陆允这会儿没功夫跟风宁路说话,因为那头青冉已经朝她过来了。以陆允的经验来说,跟女人打交道,需要比跟男人打交道多打点上一倍的小心谨慎才行,是以她迎上青冉的目光微微一笑:“青冉姑娘。”
“恭喜……阿路妹妹。”青冉扯了扯嘴角。这称呼一变,不单是让陆允不习惯,她自己更不习惯,赶紧接上别的话掩饰过去,“能进宫面见皇后娘娘,极是难得。”
刚好一阵风自青冉身后而来,迎着陆允拂面而过。陆允闭了闭眼,再抬眼时笑容中就带了些许凄凉:“姐姐有心安慰,妹妹不胜感激。”
风宁路和青冉闻言俱是一怔,就听陆允又道:“想必姐姐方才已听两位嬷嬷说了吧?皇后娘娘这次召妹妹进宫的意思。”
青冉脸色有些沉,抿了抿嘴唇没有慌着接陆允的话头。方才她确实想向两位嬷嬷打听皇后召见的目的,但两位嬷嬷不知是真不清楚还是口风太紧,并未透露出只言片语。以她的猜想,皇后找风宁路去,定是为了司寇宇铮的婚事一由。
“总归不是坏事,妹妹何必如此形容?”是想在我面前显摆么?青冉的语气里不自觉地带了刺。
“姐姐何必哄妹妹呢?姐姐是宫里出来的伶俐人儿,怎会想不出其中关节?妹妹虽说驽钝,但也不至于一点都猜不到。”陆允像是完全没听出青冉话中的尖锐一般,摇着头叹一声,“也不知道以后还有没有机会再与姐姐这般悠然闲话。”
“妹妹何出此言?”青冉愣住。“风宁路”脸上悲意切切,不似装疯卖傻。
“主上青眼有加本是莫大的福分,可这福分大了。未必人人消受得起。”陆允惨然一笑,“妹妹,不过是个薄命的下人。”
青冉呼吸一滞,心道:是啊,帝后怎么可能由着堂堂皇子被一个小小的侍女牵着鼻子走?!可是。这也只是“可能”而已。如果……青冉拢在袖子里的手紧了紧。
陆允的视线若有似无地在青冉端在身前的手上扫过,睫毛遮掩下,眼中的冷色一闪而过。开口时又是柔弱堪怜:“蝼蚁尚且偷生,实不相瞒,妹妹也不是没想过求主上放妹妹走,或是偷偷跑了,好歹保住一条性命。但主上待妹妹实在不薄,若是妹妹为一己活命一走了之,帝后会如何想主上?治内不严。到时不只是主上名誉有损,连着姐姐怕是也要受牵连。”
青冉倒吸一口凉气,一把攥住陆允的手:“妹妹!”
陆允反握了青冉的手。勉力挤出个笑,眼泪已是在眼眶中打了数转,堪堪忍着没掉出来。“姐姐,妹妹一向以为,主上最为倚重的人,外是澹台先生。内则非姐姐莫属。
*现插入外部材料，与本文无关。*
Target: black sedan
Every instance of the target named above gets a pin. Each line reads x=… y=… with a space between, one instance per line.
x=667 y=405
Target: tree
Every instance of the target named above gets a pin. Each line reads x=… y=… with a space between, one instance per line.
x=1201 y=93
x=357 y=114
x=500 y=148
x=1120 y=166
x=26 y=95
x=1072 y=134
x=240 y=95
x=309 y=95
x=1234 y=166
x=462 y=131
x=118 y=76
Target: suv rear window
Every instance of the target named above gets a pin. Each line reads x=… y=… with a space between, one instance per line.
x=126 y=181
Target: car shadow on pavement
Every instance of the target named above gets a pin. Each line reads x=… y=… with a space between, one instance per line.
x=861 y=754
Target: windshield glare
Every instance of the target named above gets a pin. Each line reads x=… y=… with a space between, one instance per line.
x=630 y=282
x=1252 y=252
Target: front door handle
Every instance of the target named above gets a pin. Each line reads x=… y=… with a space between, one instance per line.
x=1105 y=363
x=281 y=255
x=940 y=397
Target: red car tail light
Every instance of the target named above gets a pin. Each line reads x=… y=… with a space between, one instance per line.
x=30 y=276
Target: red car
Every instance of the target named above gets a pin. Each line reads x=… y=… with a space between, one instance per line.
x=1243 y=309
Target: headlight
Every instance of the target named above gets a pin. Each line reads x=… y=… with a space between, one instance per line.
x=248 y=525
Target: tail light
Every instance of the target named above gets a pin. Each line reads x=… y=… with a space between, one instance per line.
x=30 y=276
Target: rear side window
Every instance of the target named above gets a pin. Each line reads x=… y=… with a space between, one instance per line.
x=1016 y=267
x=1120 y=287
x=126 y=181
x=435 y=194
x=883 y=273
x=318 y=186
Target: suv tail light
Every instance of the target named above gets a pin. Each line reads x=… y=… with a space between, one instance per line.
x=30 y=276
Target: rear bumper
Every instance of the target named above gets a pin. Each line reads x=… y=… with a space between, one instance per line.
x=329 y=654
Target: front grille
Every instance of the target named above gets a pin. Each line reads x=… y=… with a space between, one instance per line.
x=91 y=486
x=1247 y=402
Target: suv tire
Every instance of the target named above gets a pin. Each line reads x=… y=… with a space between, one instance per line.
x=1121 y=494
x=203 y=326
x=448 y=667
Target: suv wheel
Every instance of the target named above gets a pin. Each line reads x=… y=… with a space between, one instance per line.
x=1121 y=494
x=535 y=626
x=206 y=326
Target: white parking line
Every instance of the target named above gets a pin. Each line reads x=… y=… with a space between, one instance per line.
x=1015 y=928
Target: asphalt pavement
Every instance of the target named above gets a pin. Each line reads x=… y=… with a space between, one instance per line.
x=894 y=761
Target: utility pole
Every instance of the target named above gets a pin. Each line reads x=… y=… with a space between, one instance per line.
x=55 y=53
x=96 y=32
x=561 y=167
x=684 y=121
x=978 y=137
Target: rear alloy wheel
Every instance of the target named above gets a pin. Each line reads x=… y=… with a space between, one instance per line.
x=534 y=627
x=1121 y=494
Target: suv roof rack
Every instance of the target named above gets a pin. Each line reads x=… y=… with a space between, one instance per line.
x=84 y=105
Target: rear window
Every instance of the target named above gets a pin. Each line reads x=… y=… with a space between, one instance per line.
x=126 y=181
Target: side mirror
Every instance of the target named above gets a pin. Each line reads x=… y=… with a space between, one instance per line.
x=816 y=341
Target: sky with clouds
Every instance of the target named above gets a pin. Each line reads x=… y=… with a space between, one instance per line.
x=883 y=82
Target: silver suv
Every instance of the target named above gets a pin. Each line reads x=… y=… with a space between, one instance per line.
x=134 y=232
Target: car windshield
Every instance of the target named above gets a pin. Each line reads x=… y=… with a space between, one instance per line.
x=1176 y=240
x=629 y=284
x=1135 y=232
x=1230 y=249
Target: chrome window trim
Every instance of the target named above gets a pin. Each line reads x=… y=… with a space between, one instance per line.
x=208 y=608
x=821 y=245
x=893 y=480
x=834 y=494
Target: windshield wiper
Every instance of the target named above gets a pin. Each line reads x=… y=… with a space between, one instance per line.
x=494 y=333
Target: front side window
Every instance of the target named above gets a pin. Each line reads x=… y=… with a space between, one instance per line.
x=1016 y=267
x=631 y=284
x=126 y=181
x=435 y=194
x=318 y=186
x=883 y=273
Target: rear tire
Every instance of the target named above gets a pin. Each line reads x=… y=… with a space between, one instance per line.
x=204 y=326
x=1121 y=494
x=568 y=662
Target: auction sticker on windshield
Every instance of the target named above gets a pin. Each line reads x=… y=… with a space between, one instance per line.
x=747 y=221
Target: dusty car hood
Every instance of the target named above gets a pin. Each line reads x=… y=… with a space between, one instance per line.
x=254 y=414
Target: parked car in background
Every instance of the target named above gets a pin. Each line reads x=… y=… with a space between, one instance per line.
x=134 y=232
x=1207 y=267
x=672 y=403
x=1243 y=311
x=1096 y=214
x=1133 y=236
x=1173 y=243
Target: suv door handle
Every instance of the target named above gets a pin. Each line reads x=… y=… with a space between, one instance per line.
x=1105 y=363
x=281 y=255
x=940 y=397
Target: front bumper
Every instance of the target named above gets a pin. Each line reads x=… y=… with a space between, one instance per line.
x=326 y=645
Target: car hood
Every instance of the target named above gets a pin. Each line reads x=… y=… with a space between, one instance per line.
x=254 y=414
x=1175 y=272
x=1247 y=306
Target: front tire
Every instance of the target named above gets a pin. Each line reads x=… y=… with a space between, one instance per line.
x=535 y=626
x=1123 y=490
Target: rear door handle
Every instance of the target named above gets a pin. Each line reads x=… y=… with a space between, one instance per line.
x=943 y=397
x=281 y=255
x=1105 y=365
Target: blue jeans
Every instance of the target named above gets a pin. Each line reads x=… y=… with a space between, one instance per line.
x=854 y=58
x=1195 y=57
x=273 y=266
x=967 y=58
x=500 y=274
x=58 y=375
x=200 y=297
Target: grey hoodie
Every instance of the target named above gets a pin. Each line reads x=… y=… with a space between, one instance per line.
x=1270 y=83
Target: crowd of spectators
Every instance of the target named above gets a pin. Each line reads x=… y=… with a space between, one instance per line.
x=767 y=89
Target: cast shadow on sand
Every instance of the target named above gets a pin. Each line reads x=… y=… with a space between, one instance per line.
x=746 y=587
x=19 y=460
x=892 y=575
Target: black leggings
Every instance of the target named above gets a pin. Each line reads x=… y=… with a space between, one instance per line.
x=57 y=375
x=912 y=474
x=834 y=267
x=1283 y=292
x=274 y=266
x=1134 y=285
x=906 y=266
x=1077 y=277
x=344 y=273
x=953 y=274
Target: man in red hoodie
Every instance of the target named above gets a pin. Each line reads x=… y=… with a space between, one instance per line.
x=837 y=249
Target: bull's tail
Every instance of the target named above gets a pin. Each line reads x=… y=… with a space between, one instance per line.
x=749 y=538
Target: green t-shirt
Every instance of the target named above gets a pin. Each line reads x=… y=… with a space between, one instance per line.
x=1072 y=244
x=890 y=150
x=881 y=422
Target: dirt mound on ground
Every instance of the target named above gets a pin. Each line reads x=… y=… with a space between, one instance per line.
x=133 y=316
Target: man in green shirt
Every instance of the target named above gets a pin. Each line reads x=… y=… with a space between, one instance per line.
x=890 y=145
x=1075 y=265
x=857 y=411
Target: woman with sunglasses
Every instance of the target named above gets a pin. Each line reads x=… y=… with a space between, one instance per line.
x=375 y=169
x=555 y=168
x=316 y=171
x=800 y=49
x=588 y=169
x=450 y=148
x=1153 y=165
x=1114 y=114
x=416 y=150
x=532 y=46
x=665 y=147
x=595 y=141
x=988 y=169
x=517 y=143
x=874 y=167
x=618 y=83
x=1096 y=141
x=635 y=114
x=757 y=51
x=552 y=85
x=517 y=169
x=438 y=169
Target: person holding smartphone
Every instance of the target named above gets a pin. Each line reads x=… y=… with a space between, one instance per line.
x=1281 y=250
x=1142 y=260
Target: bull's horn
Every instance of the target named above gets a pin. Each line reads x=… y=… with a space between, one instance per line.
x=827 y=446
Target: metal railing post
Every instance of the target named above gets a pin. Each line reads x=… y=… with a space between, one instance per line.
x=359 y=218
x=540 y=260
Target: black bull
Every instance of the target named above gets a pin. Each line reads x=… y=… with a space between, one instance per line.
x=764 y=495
若是妹妹往后再无机会侍奉主上,还劳姐姐多费些心,替妹妹报答主上的知遇之恩。”
青冉的嘴抿成了一条直线,用力点点头——嘴唇因为抿得太用力而泛了白,但若不用尽力气。她怕自己的嘴角就要往上弯了。
“主上说要陪妹妹前去,只怕也是晓得此行凶多吉少。”陆允再叹一口气,青冉听得暗暗点头,“姐姐可否再帮妹妹一个忙?”
“妹妹只管说来。”青冉已大概猜到陆允想做什么,只是需要她明明白白说出来为好。
“只求姐姐明天想法子留住主上在府中,妹妹独自进宫便好。妹妹,实在不想看到主上因妹妹之由再与帝后生出嫌隙。”
可不是么,现下已经因着你受了禁足的罚……青冉眼睛微微眯了眯,轻轻拍拍陆允的手:“妹妹的心思姐姐知道了,难得妹妹一心为主上想得周全,姐姐必定尽力而为。”